Mechanical stability of phase-segregated multicomponent lipid bilayers enhanced by PS-b-PEO diblock copolymers

Abstract

Polymeric additives affect the mechanics of phospholipid vesicles, but little is known about the effect to supported lipid bilayers that are phase segregated on the submicron length scale. In this study, we use AFM-based force mapping, by means of breakthrough forces, to quantify the spreading pressures and line tensions of raft-forming lipid bilayers consisting of dioleoylphosphatidylcholine (DOPC), egg sphingomyelin (ESM), and cholesterol (Chol) in the presence of diblock copolymers comprised of polystyrene (PS) and poly(ethylene oxide) (PEO), PS-b-PEO. Varying molecular weights of PS-b-PEO were used in the experiments.

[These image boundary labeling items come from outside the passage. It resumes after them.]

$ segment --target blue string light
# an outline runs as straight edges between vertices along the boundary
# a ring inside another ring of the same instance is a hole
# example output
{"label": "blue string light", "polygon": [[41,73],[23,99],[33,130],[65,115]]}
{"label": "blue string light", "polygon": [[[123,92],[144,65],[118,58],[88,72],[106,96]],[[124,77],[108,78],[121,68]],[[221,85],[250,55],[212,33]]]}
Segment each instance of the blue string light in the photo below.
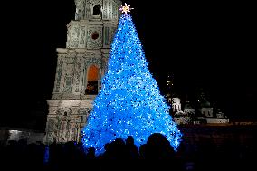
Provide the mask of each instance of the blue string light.
{"label": "blue string light", "polygon": [[104,152],[106,143],[125,140],[128,136],[139,147],[151,134],[161,133],[176,151],[182,134],[169,115],[169,108],[148,71],[131,16],[122,14],[108,71],[82,130],[84,147],[93,147],[99,155]]}

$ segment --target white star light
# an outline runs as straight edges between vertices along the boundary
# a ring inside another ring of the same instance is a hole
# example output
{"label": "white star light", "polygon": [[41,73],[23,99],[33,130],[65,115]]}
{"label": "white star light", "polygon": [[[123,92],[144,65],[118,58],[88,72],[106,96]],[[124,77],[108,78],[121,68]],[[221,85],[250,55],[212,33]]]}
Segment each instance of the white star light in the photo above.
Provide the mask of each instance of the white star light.
{"label": "white star light", "polygon": [[127,4],[125,3],[125,6],[121,5],[121,8],[119,8],[119,10],[127,14],[127,13],[130,12],[131,9],[134,9],[134,8],[130,8],[130,5],[128,6]]}

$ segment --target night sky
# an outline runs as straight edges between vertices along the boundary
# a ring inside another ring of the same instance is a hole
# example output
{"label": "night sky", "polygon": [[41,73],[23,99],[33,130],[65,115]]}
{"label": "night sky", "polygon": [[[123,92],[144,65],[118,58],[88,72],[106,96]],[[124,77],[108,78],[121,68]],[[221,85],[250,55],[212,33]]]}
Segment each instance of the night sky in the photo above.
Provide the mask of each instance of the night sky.
{"label": "night sky", "polygon": [[[203,88],[226,115],[256,119],[252,5],[126,2],[135,8],[131,15],[161,93],[171,73],[182,100],[195,100],[196,90]],[[74,19],[75,5],[73,0],[39,0],[12,1],[5,6],[1,124],[19,126],[35,118],[36,103],[52,98],[55,49],[66,45],[66,24]]]}

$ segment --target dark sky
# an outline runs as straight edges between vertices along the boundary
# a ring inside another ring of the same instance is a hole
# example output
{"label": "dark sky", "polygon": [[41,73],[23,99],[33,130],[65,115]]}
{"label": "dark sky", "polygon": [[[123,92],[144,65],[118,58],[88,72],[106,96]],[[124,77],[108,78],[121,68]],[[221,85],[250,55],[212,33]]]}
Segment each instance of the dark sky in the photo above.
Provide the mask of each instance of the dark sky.
{"label": "dark sky", "polygon": [[[229,115],[256,118],[252,5],[126,2],[135,8],[131,15],[162,92],[167,73],[172,73],[182,99],[194,97],[203,87],[210,100]],[[5,6],[1,121],[18,123],[31,116],[37,101],[52,97],[55,49],[65,47],[66,24],[74,19],[75,5],[73,0],[38,0],[12,1]]]}

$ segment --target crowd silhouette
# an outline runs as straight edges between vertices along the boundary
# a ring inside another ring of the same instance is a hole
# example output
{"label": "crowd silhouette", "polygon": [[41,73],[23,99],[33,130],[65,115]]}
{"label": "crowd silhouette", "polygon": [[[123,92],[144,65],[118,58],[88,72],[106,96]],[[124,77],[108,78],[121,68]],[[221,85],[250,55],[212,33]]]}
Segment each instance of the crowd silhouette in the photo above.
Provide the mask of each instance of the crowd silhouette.
{"label": "crowd silhouette", "polygon": [[[96,156],[94,147],[84,149],[76,142],[44,145],[9,141],[7,146],[1,147],[0,159],[2,167],[11,170],[87,170],[87,167],[93,170],[151,170],[154,166],[169,170],[247,170],[256,158],[255,146],[229,140],[219,146],[210,139],[197,144],[182,141],[176,152],[169,141],[158,133],[149,136],[139,148],[134,144],[132,136],[125,141],[117,138],[106,144],[104,148],[103,154]],[[117,166],[121,164],[124,164],[122,167]]]}

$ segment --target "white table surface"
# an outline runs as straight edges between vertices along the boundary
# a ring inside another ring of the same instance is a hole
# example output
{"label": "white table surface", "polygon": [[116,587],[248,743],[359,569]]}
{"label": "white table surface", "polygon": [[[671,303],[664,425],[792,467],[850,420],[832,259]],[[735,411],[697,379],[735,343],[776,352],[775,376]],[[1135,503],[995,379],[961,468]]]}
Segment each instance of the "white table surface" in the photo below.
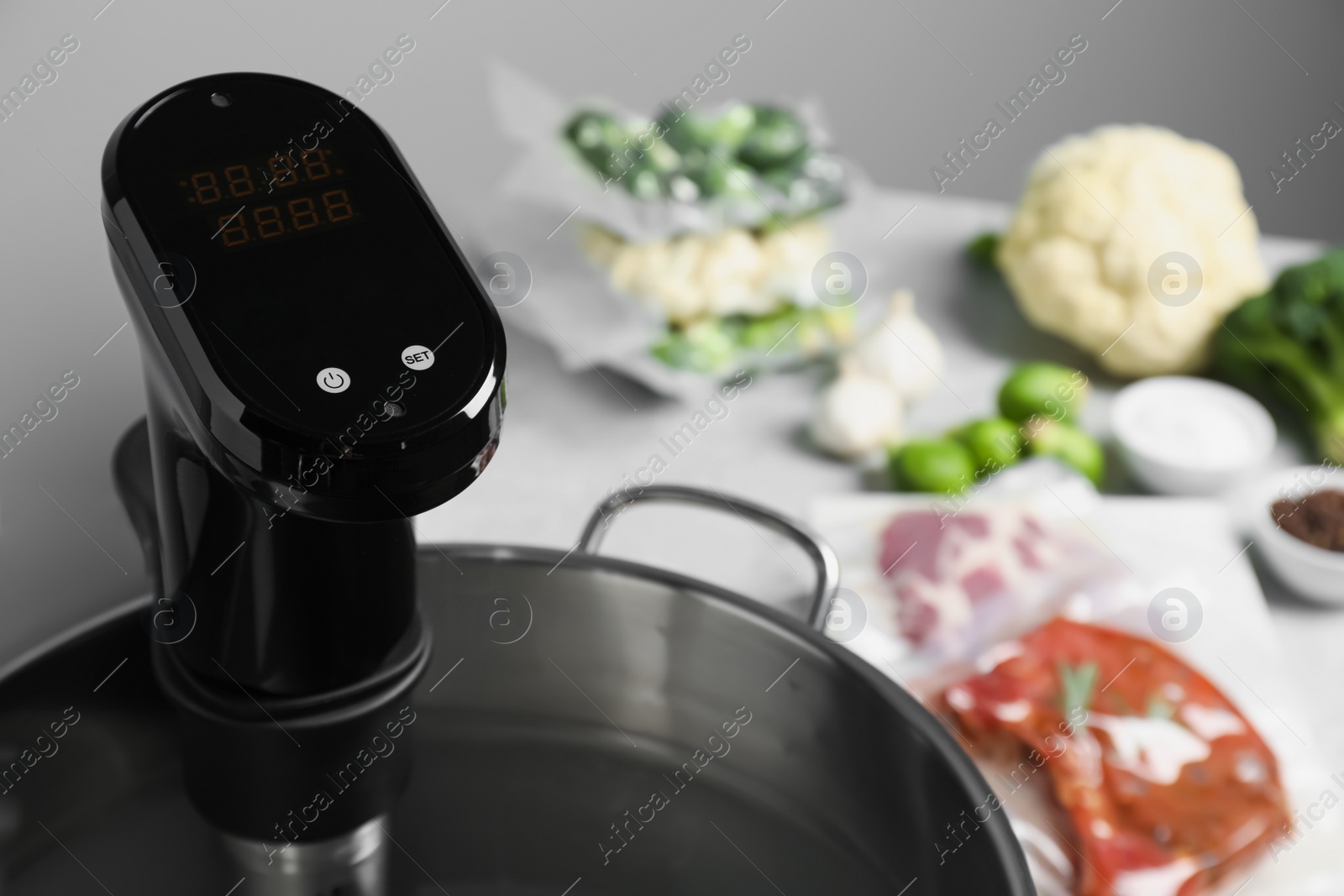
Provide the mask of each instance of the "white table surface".
{"label": "white table surface", "polygon": [[[1098,388],[1085,423],[1105,433],[1106,404],[1117,384],[1068,347],[1032,330],[1000,283],[968,270],[962,262],[966,240],[1000,226],[1007,208],[898,192],[883,192],[880,201],[890,206],[892,223],[911,206],[918,210],[898,231],[899,239],[883,243],[887,255],[868,301],[884,297],[894,286],[911,286],[921,314],[942,339],[949,359],[946,388],[911,410],[907,431],[933,433],[989,412],[1012,359],[1044,357],[1082,364],[1094,376]],[[473,253],[484,255],[495,249],[477,247]],[[1271,270],[1318,250],[1304,240],[1267,238],[1263,243]],[[534,277],[546,277],[546,271],[534,270]],[[503,314],[508,324],[509,312]],[[728,416],[672,458],[657,481],[718,489],[800,519],[820,496],[870,488],[855,467],[805,446],[800,430],[814,392],[816,377],[810,373],[757,377],[730,404]],[[659,439],[695,410],[694,402],[656,398],[609,371],[566,372],[548,347],[516,330],[509,343],[508,398],[503,443],[487,474],[418,520],[422,540],[569,549],[593,504],[621,488],[622,476],[633,476],[649,454],[667,457]],[[1273,463],[1300,459],[1300,449],[1281,441]],[[1106,490],[1134,492],[1116,458],[1110,466]],[[622,556],[691,571],[767,599],[805,588],[802,556],[784,548],[782,557],[766,551],[759,536],[737,520],[714,520],[680,509],[640,509],[621,521],[609,544]],[[1270,579],[1259,563],[1257,571],[1290,674],[1314,725],[1309,737],[1331,767],[1344,770],[1344,699],[1337,690],[1337,682],[1344,680],[1344,650],[1339,649],[1344,642],[1344,610],[1300,600]]]}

The presence of the polymer leads to higher breakthrough forces when compared to pure DOPC/ESM/Chol bilayers. The lipid–polymer composite made with a PS block radius of gyration comparable to the bilayer thickness and a PEO block length that is the shortest exhibits the highest breakthrough forces and hence is the most stable mechanically. The breakthrough force distributions are analyzed to extract the spreading pressures and line tensions of the lipid–polymer composites. The spreading pressure is seen to increase with the addition of PS-b-PEO, and on average, increases with decreasing PEO block length. Based on the results, we propose the incorporation of the PS moiety into the bilayer core as the main mechanism of this enhanced resistance to bilayer breakthrough by the AFM tip.